Ron Foster, the president and CEO of California-based Foster Farms, announced Thursday that he will step down from those positions within the poultry company, according to the Modesto Bee. However, he will remain an owner and board member.
Foster, 56, has served for 11 years as head of the company that his grandparents founded 75 years ago. He will remain as president and CEO until a replacement is named.
Beginning in early 2013, Foster led the company through two high-profile Salmonella Heidelberg outbreaks. The first sickened at least 134 people, primarily in Washington and Oregon, while the second sickened at least 634 people, including 490 Californians.
At the same time, under Foster’s leadership, the company has been celebrated by public figures, including Sen. Dianne Feinstein (D-CA), for becoming an industry leader in lowering Salmonella contamination. In July, the city council of Livingston, CA, where Foster Farms is headquartered, presented Foster with a key to the city.
Recent Food Safety and Inspection Service data suggest that fewer than 5 percent of Foster Farms chicken parts are contaminated with Salmonella, compared to the industry average of about 20 percent. Despite those numbers, the company has made more headlines for its Salmonella problems than any other in the poultry industry.

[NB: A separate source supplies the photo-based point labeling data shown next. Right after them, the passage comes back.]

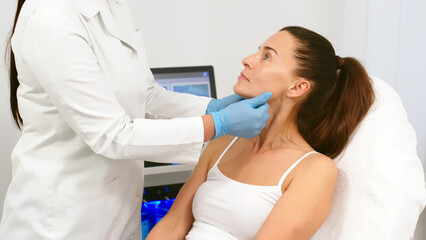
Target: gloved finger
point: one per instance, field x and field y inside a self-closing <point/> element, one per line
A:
<point x="233" y="98"/>
<point x="259" y="100"/>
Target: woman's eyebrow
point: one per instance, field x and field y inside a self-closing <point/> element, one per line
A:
<point x="267" y="48"/>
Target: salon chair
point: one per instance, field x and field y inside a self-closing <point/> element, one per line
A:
<point x="380" y="190"/>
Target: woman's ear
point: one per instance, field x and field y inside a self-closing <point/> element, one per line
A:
<point x="298" y="88"/>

“I have greatly enjoyed the past 11 years as your CEO,” Foster said in a letter to employees announcing his resignation. “During this period, we have witnessed some of the most challenging and some of the most rewarding times in our company’s history. I am confident that Foster Farms is positioned to do great things.”
Company executives reportedly told the Modesto Bee that the two recent Salmonella outbreaks led to a 25-percent drop in sales, which have since recovered.